Manager Development

How do leaders effectively engage their people as they pass the baton to managers (who most often have varying degrees of people-engagement skills)? It’s a risky business!

Leaders, Stop Doing Your Managers’ Jobs

In some cases, highly motivated leaders feel compelled to go around the less-charismatic managers, or even other leaders, to get their message – and the passion behind it – understood. Others hope that the messages are filtering down. I don’t think either method is a best practice I would want to encourage in leadership, especially in this fast-moving, competitive world. We don’t want our leaders spending too much time doing their managers’ jobs in the business; we want them working on the business.

What Leaders Should be Focused On

Successful leaders realize that defeating the competition is clearly more than driving numbers. Instead, it’s a lot more about how business is done to get those results. That’s what customers, employees, and your stakeholders buy into when they experience your brand and offer their loyalty to it. If this is so important to the business – and the leadership of that business – then don’t leave it to chance. Leaders should focus on ways to empower their managers.

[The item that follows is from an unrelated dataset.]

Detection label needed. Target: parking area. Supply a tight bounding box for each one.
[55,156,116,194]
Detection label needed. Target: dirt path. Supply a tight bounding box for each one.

Four Ways Leaders Can Empower Managers

Here are some ways leaders can ensure their managers engage their people to rally around the right things that will make a difference to employee engagement, the customer experience, and the long-term success of the company:

1. Make sure your strategy stacks up

Managers need an in-depth understanding of the strategy and to know what it means to them, their teams, and the business – think 3–5 years out.

2. Discuss the goals

Leaders must address the key goals (with metrics) that will bring that vision to life (keep goals to a minimum: financial, customer, internal process, employee, and organizational growth). Leaders must also provide a clear explanation of why each goal matters to realizing the vision and what must be done to achieve the goals together.

3. Create dialogue with the managers

The next-level leaders in the business must connect to the strategy in a way that is meaningful to managers. A common understanding and strategic narrative must exist between the two groups.

4. Empower managers to be co-owners

As co-owners of the strategy, managers can engage their teams to align behind the goals in a purposeful way, which translates into the right behaviors and actions. Leaders must involve managers in validating the goals and building the plan – their vantage point in the business will ensure your plans are believable and achievable, which matters to engagement, productivity, and your results!

Help Managers by Empowering Them

As leaders, you have a responsibility to empower your managers in the business strategy! With these strategic aspects clearly mapped out and articulated, your managers will see the logical connections and can begin to contribute to how they will be achieved. If you can help your managers flourish with confidence that they’re doing the right things, their passion will be infectious in a good way.